The connection between anti-Catholicism and the Left, and between Catholicism and the Right, is obvious to anyone with even a superficial knowledge of the last three centuries of history. In fact, there is–historically speaking–very little to keep us from defining liberalism as “the political movement that seeks the destruction of the Catholic Church” and conservatism as “the policical movement that defends the Catholic Church and her social power”. True, there have been great Protestant conservatives, such as Burke and Coleridge, but they represent a minority sensibility among their religion, and their Protestantism often seems to be the least conservative thing about them. One feels, for example, that Burke would have been a more consistent anti-revolutionary if he had opposed the Reformation and the “Glorious” revolution as well as the others. On the other hand, a search for great Catholic liberals tends to demonstrate the incompatibility of the two things. One could name figures like Montesquieu or Tocqueville, but they combined the two by been mild both in their politics (today, these two are mostly read by conservatives) and in their faith. People who try to be militantly liberal and militantly Catholic generally find that they must make a choice–either to apostosize from the Church, like Lamennais, or to turn against liberalism on crucial points, like Maritain or Pope Paul VI. The story of Pope Paul VI shows clearly why no Catholic can be a liberal. Here was a pontiff desperate to appease the Left at all costs, who sacrificed the liturgy to their profane whims, who tolerated open apostasy and communism in the clergy, but the Left still wasn’t satisfied. They demanded he sacrifice immutable Christian teachings, on sex and also on other subjects, and this was something no Pope could do. One could also point to the stories of famous Catholic converts: very often the move to Rome coincided with a political move to the Right. Orestes Brownson and Richard John Neuhaus would be two American examples. I can think of no case where conversion to Catholicism has moved anyone to the Left.

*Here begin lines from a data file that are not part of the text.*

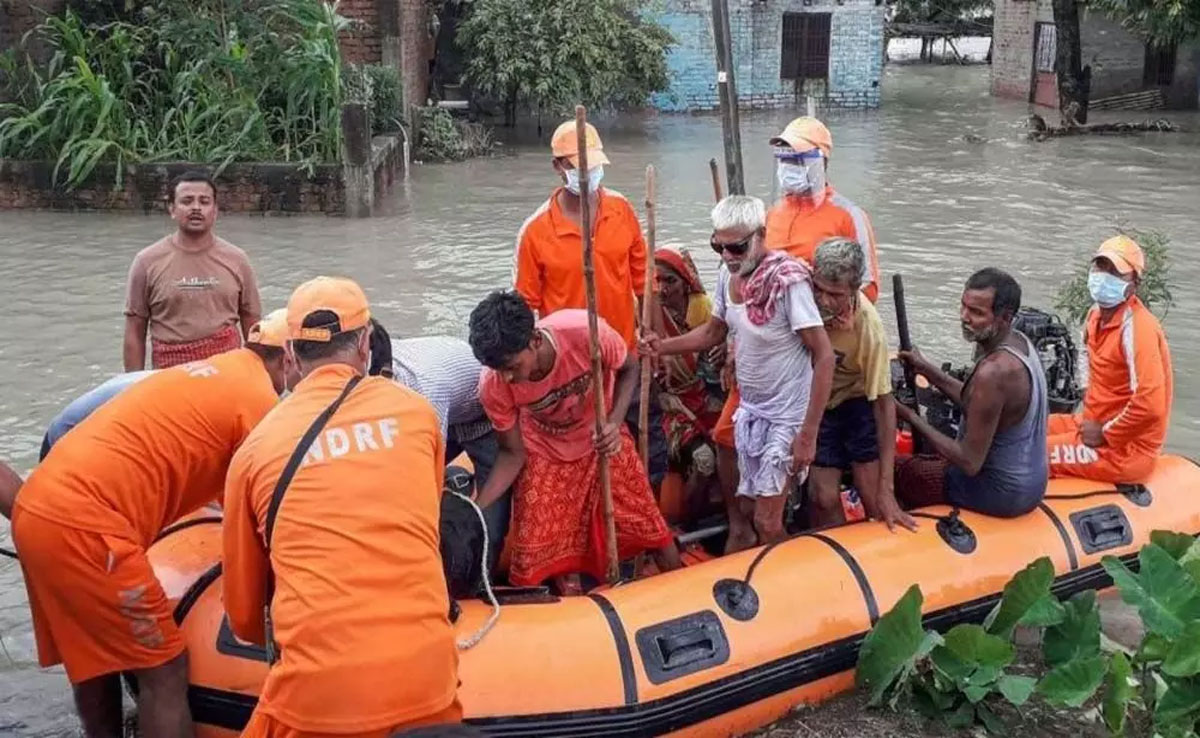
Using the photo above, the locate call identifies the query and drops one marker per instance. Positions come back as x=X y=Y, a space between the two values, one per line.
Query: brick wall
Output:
x=409 y=21
x=415 y=49
x=1116 y=57
x=361 y=43
x=856 y=54
x=1012 y=52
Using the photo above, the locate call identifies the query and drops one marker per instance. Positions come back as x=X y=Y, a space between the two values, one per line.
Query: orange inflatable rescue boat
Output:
x=720 y=647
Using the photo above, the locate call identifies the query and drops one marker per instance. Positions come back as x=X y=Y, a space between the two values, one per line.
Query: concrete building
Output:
x=1126 y=72
x=783 y=52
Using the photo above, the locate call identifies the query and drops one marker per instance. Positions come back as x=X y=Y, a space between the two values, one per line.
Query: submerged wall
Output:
x=756 y=27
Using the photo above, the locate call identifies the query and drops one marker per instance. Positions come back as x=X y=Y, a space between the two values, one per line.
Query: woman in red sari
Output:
x=691 y=387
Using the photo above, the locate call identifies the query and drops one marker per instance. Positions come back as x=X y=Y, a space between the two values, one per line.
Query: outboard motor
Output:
x=1056 y=351
x=1060 y=359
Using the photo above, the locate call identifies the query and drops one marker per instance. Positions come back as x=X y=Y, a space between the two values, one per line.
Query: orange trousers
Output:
x=96 y=605
x=1069 y=456
x=264 y=726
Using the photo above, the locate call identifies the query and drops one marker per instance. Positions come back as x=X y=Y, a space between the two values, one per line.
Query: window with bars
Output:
x=1047 y=48
x=1159 y=65
x=805 y=48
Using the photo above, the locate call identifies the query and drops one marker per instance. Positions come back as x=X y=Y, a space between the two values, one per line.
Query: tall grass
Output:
x=213 y=82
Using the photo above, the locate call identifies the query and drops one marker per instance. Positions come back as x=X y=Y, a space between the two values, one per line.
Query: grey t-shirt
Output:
x=774 y=367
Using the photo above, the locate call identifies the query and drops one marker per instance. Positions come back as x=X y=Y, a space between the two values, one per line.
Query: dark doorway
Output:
x=805 y=48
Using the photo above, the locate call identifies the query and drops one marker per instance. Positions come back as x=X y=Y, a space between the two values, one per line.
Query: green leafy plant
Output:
x=387 y=99
x=210 y=82
x=551 y=54
x=442 y=138
x=1155 y=289
x=961 y=678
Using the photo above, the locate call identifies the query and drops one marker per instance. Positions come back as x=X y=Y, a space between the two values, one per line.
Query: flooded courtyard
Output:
x=942 y=168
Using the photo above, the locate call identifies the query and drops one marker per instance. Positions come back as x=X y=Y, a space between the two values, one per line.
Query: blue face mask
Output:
x=594 y=175
x=1108 y=291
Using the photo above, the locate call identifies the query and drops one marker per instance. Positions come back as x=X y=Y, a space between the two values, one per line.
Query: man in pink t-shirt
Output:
x=537 y=389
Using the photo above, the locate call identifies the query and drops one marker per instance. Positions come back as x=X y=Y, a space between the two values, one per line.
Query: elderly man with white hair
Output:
x=859 y=424
x=784 y=361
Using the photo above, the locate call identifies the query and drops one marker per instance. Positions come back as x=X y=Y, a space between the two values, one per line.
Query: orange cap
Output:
x=271 y=329
x=1125 y=253
x=343 y=298
x=565 y=143
x=804 y=133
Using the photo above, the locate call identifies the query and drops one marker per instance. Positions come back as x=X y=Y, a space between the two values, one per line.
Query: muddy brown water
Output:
x=941 y=207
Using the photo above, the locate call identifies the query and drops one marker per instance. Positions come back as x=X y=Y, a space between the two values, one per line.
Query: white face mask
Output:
x=802 y=180
x=1107 y=289
x=594 y=175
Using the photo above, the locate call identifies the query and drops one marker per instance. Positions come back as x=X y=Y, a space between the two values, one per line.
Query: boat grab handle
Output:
x=683 y=646
x=1102 y=528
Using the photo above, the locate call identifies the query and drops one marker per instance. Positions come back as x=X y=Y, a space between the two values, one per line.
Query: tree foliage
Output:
x=551 y=54
x=1161 y=22
x=211 y=81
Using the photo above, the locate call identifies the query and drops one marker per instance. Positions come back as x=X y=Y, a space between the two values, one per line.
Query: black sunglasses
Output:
x=737 y=250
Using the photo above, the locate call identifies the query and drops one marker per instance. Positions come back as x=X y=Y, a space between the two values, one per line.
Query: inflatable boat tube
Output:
x=721 y=647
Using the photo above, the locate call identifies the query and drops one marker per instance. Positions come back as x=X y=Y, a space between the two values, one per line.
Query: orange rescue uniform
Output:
x=84 y=519
x=1129 y=393
x=549 y=262
x=795 y=226
x=360 y=609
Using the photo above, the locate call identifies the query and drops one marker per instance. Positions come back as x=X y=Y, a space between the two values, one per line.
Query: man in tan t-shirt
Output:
x=191 y=289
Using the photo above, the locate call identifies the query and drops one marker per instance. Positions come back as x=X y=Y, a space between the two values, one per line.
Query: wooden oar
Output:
x=643 y=407
x=589 y=282
x=910 y=375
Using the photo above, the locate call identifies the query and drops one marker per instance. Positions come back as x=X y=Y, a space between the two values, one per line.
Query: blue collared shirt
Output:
x=445 y=372
x=83 y=406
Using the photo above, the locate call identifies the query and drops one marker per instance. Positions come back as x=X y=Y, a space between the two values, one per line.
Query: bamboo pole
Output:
x=589 y=282
x=717 y=179
x=643 y=408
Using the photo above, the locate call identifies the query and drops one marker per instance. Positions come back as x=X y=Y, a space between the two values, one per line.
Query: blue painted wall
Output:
x=856 y=54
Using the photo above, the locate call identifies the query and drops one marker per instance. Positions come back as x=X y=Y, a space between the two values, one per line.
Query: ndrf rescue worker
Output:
x=1127 y=406
x=88 y=513
x=331 y=522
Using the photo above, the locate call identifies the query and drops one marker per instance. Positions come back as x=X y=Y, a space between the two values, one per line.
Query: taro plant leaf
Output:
x=1073 y=683
x=1183 y=658
x=1153 y=648
x=1015 y=688
x=1179 y=705
x=894 y=646
x=1026 y=600
x=930 y=700
x=1117 y=694
x=1078 y=635
x=1176 y=544
x=1164 y=594
x=973 y=645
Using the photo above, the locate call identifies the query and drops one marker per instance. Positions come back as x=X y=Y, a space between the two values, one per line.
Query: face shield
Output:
x=801 y=174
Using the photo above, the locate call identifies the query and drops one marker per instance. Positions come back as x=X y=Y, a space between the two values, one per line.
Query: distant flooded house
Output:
x=783 y=52
x=1126 y=71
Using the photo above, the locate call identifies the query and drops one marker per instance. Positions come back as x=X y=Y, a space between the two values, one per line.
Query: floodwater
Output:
x=941 y=207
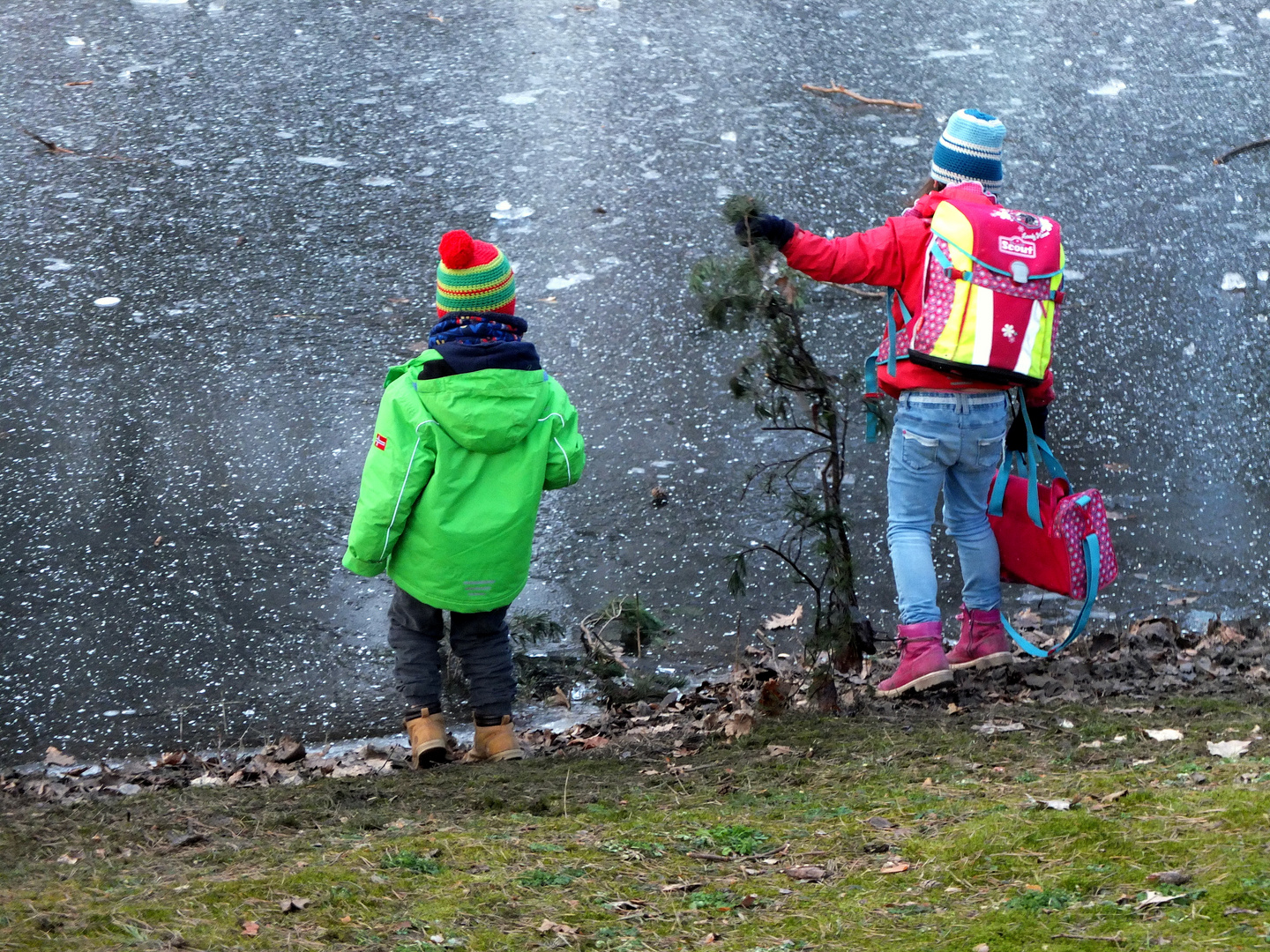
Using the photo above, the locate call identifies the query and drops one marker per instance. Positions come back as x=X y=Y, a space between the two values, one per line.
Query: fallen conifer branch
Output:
x=1244 y=147
x=836 y=88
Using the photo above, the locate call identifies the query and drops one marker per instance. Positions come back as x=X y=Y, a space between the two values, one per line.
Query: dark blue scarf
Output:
x=476 y=328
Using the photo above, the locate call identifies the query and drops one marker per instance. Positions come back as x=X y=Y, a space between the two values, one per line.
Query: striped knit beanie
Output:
x=969 y=150
x=473 y=276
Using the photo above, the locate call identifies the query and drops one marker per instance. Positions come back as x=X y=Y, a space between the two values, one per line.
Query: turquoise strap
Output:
x=892 y=337
x=1093 y=570
x=871 y=419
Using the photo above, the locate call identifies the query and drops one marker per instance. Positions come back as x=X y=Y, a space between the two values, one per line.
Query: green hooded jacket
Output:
x=453 y=479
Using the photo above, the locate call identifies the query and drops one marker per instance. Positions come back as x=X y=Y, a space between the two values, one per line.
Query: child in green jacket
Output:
x=469 y=435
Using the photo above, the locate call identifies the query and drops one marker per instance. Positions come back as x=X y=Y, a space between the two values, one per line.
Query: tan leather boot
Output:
x=494 y=744
x=427 y=735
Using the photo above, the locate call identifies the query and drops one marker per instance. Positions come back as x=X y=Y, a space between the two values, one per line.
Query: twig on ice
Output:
x=48 y=144
x=1259 y=144
x=854 y=290
x=836 y=88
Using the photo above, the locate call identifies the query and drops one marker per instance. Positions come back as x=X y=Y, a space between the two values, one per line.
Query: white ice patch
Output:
x=975 y=49
x=568 y=280
x=1108 y=89
x=526 y=98
x=504 y=211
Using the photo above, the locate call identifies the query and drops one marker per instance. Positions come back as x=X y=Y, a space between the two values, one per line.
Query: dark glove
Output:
x=768 y=227
x=1016 y=439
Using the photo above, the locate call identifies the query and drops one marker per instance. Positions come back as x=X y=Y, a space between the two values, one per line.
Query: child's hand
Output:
x=770 y=227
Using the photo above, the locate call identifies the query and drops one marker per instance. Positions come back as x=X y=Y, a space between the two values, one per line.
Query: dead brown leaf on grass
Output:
x=808 y=874
x=546 y=926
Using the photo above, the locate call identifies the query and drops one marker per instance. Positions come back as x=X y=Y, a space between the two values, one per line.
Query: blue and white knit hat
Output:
x=969 y=150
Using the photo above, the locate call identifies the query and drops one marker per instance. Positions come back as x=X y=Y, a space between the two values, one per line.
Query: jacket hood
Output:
x=487 y=412
x=969 y=192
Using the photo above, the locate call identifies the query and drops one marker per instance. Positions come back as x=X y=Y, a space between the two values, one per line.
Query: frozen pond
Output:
x=201 y=302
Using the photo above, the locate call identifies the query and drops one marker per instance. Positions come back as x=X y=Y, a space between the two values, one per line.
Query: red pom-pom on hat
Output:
x=458 y=249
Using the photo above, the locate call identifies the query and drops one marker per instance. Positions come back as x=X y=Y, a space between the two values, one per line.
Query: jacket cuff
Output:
x=362 y=568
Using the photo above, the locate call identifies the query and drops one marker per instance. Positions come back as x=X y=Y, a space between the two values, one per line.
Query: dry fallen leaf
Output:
x=557 y=928
x=784 y=621
x=1229 y=747
x=810 y=874
x=1154 y=899
x=1169 y=877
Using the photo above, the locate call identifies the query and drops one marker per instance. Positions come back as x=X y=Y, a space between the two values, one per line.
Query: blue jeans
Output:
x=950 y=441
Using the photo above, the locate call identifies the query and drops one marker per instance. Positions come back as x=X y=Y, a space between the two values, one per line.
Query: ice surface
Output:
x=1111 y=88
x=568 y=280
x=530 y=95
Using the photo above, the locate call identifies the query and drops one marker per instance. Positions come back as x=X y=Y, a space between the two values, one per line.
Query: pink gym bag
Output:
x=1050 y=537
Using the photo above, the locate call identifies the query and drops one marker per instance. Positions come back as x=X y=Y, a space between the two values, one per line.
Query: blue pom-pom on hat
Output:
x=969 y=150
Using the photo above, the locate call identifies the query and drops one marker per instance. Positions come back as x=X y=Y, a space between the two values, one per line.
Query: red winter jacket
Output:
x=894 y=256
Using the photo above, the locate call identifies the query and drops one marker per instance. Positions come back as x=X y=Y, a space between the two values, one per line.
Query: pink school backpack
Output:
x=1050 y=537
x=990 y=301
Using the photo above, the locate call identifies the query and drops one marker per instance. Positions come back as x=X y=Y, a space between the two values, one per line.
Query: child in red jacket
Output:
x=949 y=430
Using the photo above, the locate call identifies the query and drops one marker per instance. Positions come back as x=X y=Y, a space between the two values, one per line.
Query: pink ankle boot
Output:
x=983 y=641
x=921 y=660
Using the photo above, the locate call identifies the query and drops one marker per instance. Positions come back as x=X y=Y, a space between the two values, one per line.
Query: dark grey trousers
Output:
x=481 y=640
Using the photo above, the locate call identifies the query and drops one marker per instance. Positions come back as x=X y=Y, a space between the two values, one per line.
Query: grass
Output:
x=479 y=857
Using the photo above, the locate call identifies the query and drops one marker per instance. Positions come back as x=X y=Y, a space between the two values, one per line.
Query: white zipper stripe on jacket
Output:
x=404 y=480
x=568 y=469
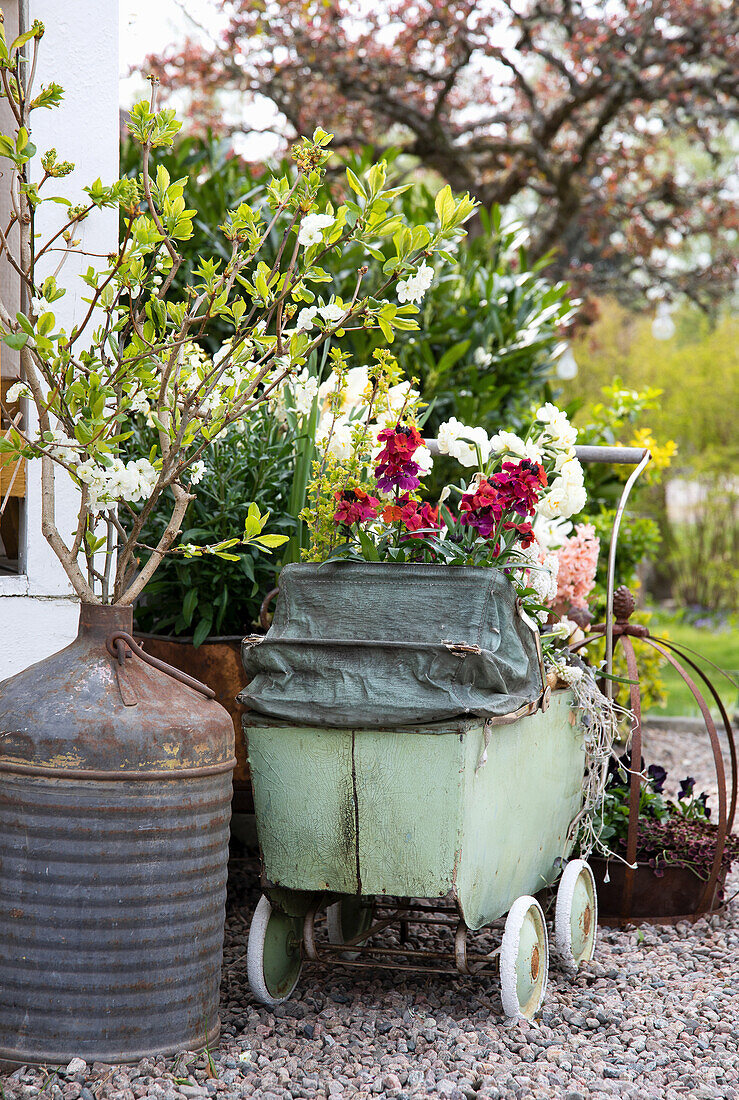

The Catholic Church is an inherently reactionary institution. Impossible as it would seem to dispute it, some still feel compelled to try. Time and again, I hear American Catholic bloggers whining about how the labels “conservative” or “liberal” don’t apply to the Church, that people only use these labels because they’re obsessed with politics and see it even when it isn’t there. A quick answer to this complaint is that, if it’s arbitrary whether one calls the Church “liberal” or “conservative”, how does one explain the fact that everybody who does think the Church has a political posture describes it as conservative? If the label were arbitrary, it could just as easily go the other way.
What Americans mean when they say Catholicism is neither liberal nor conservative is that it is neither Democratic nor Republican. This is true enough, but it’s true because the Republican Party is not perfectly conservative, not because the Catholic Church isn’t. To the extent that Republicans are classical liberals, the Church disagrees with them; to the extent they are true conservatives, they share the mind of the Church and will generally be accused of being Catholic theocrats.
People sometimes describe Catholic teachings as generally conservative, but with some concessions to liberalism or socialism. The examples they give, however, prove that there are no concessions. For example, one might say that the Church in the Middle Ages endorsed the feudal hierarchy on one hand while maintaining the “spiritual” equality of all people on the other hand, and that this represents some sort of compromise between hierarchy and egalitarianism. In fact, the doctrine of spiritual equality made the Church perfectly aristocratic, not imperfectly so. The aristocratic principle is that authority comes from traditionally-assigned social roles, not the competence of the individual or the will of the majority. If one were to maintain that noblemen are inherently better people than commoners, this would be imperfect aristocratic belief. It would mean that one had lost faith in the legitimacy of tradition and felt the need to switch one’s justification to one of competency; one declares that (miraculously) the best people and the hereditary nobility just happen to be the same bunch. In the same way, the Nazis were imperfect racialists when they claimed superiority for the Aryan race. A true racist wouldn’t feel the need to justify his ethnic loyalty by invoking some universal qualities that his race serves to promote. Or consider what St. Augustine says in the Confessions:
And as in his soul there is one element which deliberates and aspires to dominion, and another element which is submissive and obedient, so in the bodily realm woman is made for man. In mental power she has an equal capacity of rational intelligence, but by the sex of her body she is submissive to the masculine sex. This is analogous to the way in which the impulse for action is subordinate to the rational mind”s prudent concern that the act is right.
Augustine is not compromising his patriarchism when he claims that women are as smart as men. On the contrary, patriarchy demands that authority proceed from sexual symbolism rather than intelligence. A man who claimed to rule his wife because of being smarter would be abandoning the traditional justifications for male headship.
Let us, then, admit what most people have sensed: Rome is at an end of the political spectrum, not nowhere and not somewhere in the middle.